As noted by government watchdog group Little Sis, Kashkari’s appointment means that the last three Federal Reserve appointments are Goldman Sachs alumni and Goldman Sachs alumni now lead four out of the 12 branches of the Federal Reserve.
— LittleSis.org (@twittlesis) November 11, 2015
Can you say Government Sachs?
Previous to his appointment as Assistant Secretary of the Treasury for Financial Stability and overseer of TARP, Kashkari worked at Goldman Sachs as an investment banker. He worked under former CEO Henry Paulson who would later bring Kashkari into government when Paulson became secretary of the treasury.
The TARP program under Kashkari would become highly controversial. According to the book “Too Big To Fail,” Kasharki originally wanted the bank bailout fund to be $1 trillion, but was told by Secretary Paulson to settle for less. Kashkari reduced the amount to $700 billion and said he came up with the number by calculating that the fund should be 5% of the then-outstanding mortgages valued at $14 trillion.
Kashkari’s actions administering the program infuriated many including Senator Elizabeth Warren and the special inspector general for TARP itself. Warren claimed in her book that Kashkari lied to her about the Citigroup bailout and helping smaller banks when she interviewed him in 2008 at the Congressional Oversight Panel for TARP. TARP Special Inspector General Neil Barofsky said Kashkari failed to oversee the payment of bonuses by TARP recipients which let Wall Street bankers take advantage of the program. [PDF]
After leaving the Treasury Department in 2009 Kashkari helped Paulson write his memoirs and then returned to the financial services industry by taking a job as a managing director at investment management firm Pimco.

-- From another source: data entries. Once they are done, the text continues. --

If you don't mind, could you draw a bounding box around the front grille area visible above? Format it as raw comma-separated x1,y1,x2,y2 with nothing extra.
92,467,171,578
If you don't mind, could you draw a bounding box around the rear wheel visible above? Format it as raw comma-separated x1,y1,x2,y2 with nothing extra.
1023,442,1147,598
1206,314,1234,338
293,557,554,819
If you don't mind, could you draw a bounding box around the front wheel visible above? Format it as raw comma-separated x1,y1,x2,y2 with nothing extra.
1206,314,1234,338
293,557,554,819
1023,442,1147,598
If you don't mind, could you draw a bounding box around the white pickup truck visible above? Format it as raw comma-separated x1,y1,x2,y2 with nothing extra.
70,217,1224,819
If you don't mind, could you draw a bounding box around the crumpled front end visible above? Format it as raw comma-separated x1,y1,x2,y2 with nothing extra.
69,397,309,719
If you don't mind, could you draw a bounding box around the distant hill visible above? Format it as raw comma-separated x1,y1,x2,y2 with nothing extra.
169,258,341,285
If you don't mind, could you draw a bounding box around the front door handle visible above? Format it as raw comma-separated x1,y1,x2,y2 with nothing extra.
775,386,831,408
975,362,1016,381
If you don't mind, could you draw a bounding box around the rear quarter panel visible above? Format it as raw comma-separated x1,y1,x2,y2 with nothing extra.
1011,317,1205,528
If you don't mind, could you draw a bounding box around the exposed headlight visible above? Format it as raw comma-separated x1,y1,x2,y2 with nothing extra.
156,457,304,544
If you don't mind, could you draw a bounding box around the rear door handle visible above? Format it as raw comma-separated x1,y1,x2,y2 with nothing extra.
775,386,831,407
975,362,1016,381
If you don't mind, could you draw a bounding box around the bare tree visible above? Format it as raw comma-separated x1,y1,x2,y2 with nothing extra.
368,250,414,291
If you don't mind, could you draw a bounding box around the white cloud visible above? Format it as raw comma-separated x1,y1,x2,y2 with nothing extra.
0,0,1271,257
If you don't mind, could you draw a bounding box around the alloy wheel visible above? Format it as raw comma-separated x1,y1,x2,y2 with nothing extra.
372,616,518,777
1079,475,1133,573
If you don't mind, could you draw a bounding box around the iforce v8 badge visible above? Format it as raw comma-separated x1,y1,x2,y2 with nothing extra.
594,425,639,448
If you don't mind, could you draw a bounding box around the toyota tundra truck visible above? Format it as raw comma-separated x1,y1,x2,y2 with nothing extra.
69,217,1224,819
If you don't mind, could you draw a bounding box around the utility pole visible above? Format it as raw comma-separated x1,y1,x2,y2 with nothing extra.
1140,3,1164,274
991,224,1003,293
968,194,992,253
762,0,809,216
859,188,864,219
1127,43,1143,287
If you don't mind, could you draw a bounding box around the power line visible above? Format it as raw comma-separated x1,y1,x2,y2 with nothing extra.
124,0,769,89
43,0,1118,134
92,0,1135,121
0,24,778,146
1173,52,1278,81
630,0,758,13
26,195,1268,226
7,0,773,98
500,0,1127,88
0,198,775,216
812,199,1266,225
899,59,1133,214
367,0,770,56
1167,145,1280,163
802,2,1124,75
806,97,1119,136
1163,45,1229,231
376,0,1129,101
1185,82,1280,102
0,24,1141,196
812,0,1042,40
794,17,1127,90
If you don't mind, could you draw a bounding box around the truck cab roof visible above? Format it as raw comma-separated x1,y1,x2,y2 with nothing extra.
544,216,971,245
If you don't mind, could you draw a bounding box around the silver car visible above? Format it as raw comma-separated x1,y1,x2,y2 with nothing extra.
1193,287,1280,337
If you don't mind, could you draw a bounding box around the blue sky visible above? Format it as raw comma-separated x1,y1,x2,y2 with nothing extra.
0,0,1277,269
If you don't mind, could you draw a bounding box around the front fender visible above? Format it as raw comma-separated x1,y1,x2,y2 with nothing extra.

Pimco is a major investor in U.S. treasury bonds and Kashkari will now have some influence over their prices as a Fed president.
In 2013, Kashkari left Pimco to run for governor of California. During the campaign, Kashkari tried to spin his tenure as TARP chief as a success, but voters were unconvinced. Kashkari lost to Governor Jerry Brown by almost 20 points. A resounding defeat.
Despite his unpopularity and questionable public service, Kashkari will now assume a senior position managing the US economy.